“Quieren instalar que no puedo bajar al territorio porque la gente me odia”: (Javier Milei)
El psicoanálisis político interpreta una narrativa de victimización que refuerza su construcción narcisista.

Por Margarita Pécora.-
Milei frente al espejo del territorio
¿Rechazo o relato? Esta es la pregunta que muchos se formulan después de presenciar la reacción del presidente Javier Milei tras el rechazo popular que recibió en Usuahia (Tierra del Fuego) donde este lunes reiniciaba su campaña electoral.
Por estos días, Javier Milei volvió a ser noticia no solo por sus medidas económicas, sino por una frase que dejó resonando en el aire político: “Quieren instalar que no puedo bajar al territorio porque la gente me odia”. La declaración surgió tras suspender un acto en Ushuaia, donde las protestas sociales lo obligaron a modificar su agenda. dicho en buen castellano. tuvo que salir tumbando… Pero más allá del hecho puntual, la frase merece una lectura más profunda. ¿Qué revela sobre el modo en que el presidente se vincula con la sociedad y con su propia imagen?¿Por qué ve en otro el problema y no en sì mismo?
Desde el psicoanálisis político, este tipo de afirmaciones no son meras respuestas tácticas.

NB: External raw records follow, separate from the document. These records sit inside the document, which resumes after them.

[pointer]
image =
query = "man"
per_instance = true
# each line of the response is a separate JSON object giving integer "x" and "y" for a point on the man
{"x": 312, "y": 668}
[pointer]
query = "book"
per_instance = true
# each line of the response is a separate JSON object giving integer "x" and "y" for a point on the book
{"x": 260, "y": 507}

Son síntomas. En ellas se condensan mecanismos inconscientes que estructuran el discurso del poder. Milei no dice “la gente está enojada”, ni siquiera “hay sectores que me rechazan”. Dice que quieren instalar esa idea. Es decir, convierte el malestar social en una operación ajena, en una estrategia del enemigo. Lo que podría ser una señal de alarma democrática se transforma en una conspiración.
Este movimiento discursivo responde a una lógica de proyección: el rechazo no se asume, se deposita en el otro. Así, Milei preserva su identidad de outsider, de líder puro, amenazado por las fuerzas del statu quo. En lugar de abrirse al conflicto social, lo niega y lo combate. El territorio —ese espacio simbólico donde el poder se legitima— se vuelve hostil no por sus contradicciones, sino porque “quieren instalar” una narrativa.
La frase también activa una narrativa de victimización que refuerza su construcción narcisista. En este marco, el odio del otro no es una amenaza, sino una confirmación de su autenticidad. Si lo atacan, es porque está haciendo lo correcto. Esta lógica fortalece el vínculo con sus seguidores, que lo ven como un gladiador enfrentado al sistema, incluso cuando ese sistema se manifiesta en la protesta ciudadana.
Pero hay algo más inquietante: la negación del vínculo social. Al afirmar que “la gente me odia”, Milei dramatiza una ruptura del lazo con el pueblo. No lo interpreta como una expresión legítima de disenso, sino como una agresión injusta. En lugar de escuchar el deseo del otro —la ciudadanía—, lo transforma en amenaza. El presidente no se pregunta por qué hay enojo, sino quién lo está manipulando.
Un momento cúlmine de esta tensión se vivió en Lomas de Zamora, donde el rechazo popular se expresó con una contundencia difícil de ignorar: manifestantes en la calle lanzaron objetos contra la comitiva presidencial, y el senador José Luis Espert —aliado de Milei— debió huir en una moto para evitar el enfrentamiento. La escena, casi cinematográfica, condensó el malestar social en una imagen que desbordó el relato oficial. No fue una operación mediática: fue el pueblo en la calle.
En definitiva, la reacción de Milei no es solo una respuesta política. Es una puesta en escena de su subjetividad como líder. Un líder que se piensa en guerra, que necesita enemigos para existir, y que convierte cada gesto de rechazo en una confirmación de su misión. Desde el psicoanálisis político, este tipo de discurso no solo revela cómo se construye el poder, sino también cómo se lo defiende frente al fantasma del rechazo.